Я продолжал сочувственно двигать бровями, понимая, однако, что все мое существо – не только сердце – сопротивляется тому, что я слышу, отвергает его. Но молчал.
– Я все время представляю себе, что увижу Долля, ничего не могу с этим поделать. Увижу и умру. – Она задрожала, сжалась и сказала: – Если он прикоснется ко мне, я точно умру.
– Он не может к вам прикоснуться.
Долгое молчание. Долгих молчаний в том разговоре было немало. Св. Каспар укоризненно отзвонил четверть часа.
– Давайте поговорим немного о чем-то более приятном. Расскажите о вашей работе. А я тем временем успокоюсь.
– Ну, настоящей сменой темы это назвать нельзя, – сказал я. Впрочем, мне тоже хотелось поговорить немного о чем-то более приятном, и я рассказал ей о моей работе. О восьми миллионах заполненных вопросников, о пяти разрядах классификации – от «неповинен» до «повинен в серьезном преступлении».
– Этот пятый пункт. К нему и отнесли моего покойного мужа.
– Простите. Да. – Я замялся. – Но позвольте рассказать вам о том, что волнует меня по-настоящему.
Моя внеурочная работа мало имела отношения к «правосудию победителей» (можно подумать, что после войны было какое-то другое), она была связана с «возмещением ущерба», или со схемами репараций. В данном случае – с компенсациями за убитых родственников, за годы рабского труда и страха, за принуждение к физической и умственной немощности (и за отъем всех средств и всего имущества). То было правосудие жертв. Мой друг Дэвид Мерлин, еврей-адвокат и капитан армии США (один из самых блестящих и более всего поносимых денацификаторов), привлек меня к этой работе год назад, и она сразу показалась мне более чем потребной, но и более чем фантасмагорической: кто бы в то время мог представить себе Германию не только суверенную и платежеспособную, но еще и просящую прощения? А между тем все в ней изменилось. Новая реальность – возникновение в мае этого года государства Израиль – походила на инъекцию или оплодотворение, и Мерлин уже собрался отправиться в Тель-Авив с ознакомительной миссией.
Ханна сказала:
– Это лучшее дело, какое вы могли для себя найти. Бог вам в помощь.
– Спасибо. Спасибо. Та к или иначе, дни мои, как видите, заполнены. По крайней мере, у меня есть чем заняться.
– А у меня нет.
Она сказала, что занимается главным образом родителями – ногами матери, сердцем отца.
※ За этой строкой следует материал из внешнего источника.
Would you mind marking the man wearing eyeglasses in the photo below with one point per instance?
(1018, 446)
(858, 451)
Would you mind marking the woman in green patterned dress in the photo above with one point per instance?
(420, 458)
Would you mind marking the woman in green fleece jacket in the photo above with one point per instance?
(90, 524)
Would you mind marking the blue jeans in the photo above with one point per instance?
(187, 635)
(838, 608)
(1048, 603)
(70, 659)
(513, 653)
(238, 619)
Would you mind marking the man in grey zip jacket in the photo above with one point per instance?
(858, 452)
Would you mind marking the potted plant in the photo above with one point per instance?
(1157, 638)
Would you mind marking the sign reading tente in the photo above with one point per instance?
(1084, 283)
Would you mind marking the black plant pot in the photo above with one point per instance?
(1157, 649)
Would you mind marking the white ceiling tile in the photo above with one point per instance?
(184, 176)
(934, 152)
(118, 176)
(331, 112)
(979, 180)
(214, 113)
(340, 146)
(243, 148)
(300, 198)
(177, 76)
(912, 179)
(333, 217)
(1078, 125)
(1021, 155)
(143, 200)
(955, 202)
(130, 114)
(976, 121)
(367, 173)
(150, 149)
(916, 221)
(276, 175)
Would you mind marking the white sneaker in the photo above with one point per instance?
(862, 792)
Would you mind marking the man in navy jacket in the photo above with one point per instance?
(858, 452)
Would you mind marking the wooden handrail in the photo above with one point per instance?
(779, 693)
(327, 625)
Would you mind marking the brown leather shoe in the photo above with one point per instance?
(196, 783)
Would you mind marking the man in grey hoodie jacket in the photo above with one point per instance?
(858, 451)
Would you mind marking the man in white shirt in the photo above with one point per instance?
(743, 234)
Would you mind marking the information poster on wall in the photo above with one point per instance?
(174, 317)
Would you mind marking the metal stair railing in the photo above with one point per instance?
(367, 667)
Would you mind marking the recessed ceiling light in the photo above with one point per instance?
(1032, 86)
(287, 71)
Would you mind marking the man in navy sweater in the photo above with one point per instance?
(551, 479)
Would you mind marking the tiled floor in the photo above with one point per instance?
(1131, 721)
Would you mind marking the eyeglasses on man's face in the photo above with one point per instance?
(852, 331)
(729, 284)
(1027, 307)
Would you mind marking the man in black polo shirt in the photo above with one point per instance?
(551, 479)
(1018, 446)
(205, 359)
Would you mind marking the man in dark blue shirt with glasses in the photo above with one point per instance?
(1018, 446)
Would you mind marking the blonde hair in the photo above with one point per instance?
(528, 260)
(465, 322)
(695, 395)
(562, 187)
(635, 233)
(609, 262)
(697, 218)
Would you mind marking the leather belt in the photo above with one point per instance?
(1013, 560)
– Ну и пять часов в неделю учу разговорный французский. Учиться писать по-французски я не могу из-за моих неладов с орфографией. Дислексия, как вам известно. В сущности, главное мое дело – воспитание девочек.
Которые в этот миг – как раз отзвонило полчаса – и появились на дальнем краю пруда. Они постояли немного. Ясно было, что им велено было прийти посмотреть, как себя чувствует их мать. Ханна помахала им рукой, они помахали ей – и удалились.
– Вы им нравитесь.
Я с трудом сглотнул и сказал:
– Что же, очень рад, потому что и они мне нравятся, всегда нравились. Разве не мило, что Полетт может теперь смотреть на Сибил сверху вниз? Раз так, я стану другом вашей семьи. Буду приезжать сюда время от времени поездом и угощать вас всех ланчем.
– Простите, что я неотрывно смотрю на этого лебедя. Терпеть его не могу. Видите? Шея-то у него чистая, но посмотрите на перья. Они серы от грязи.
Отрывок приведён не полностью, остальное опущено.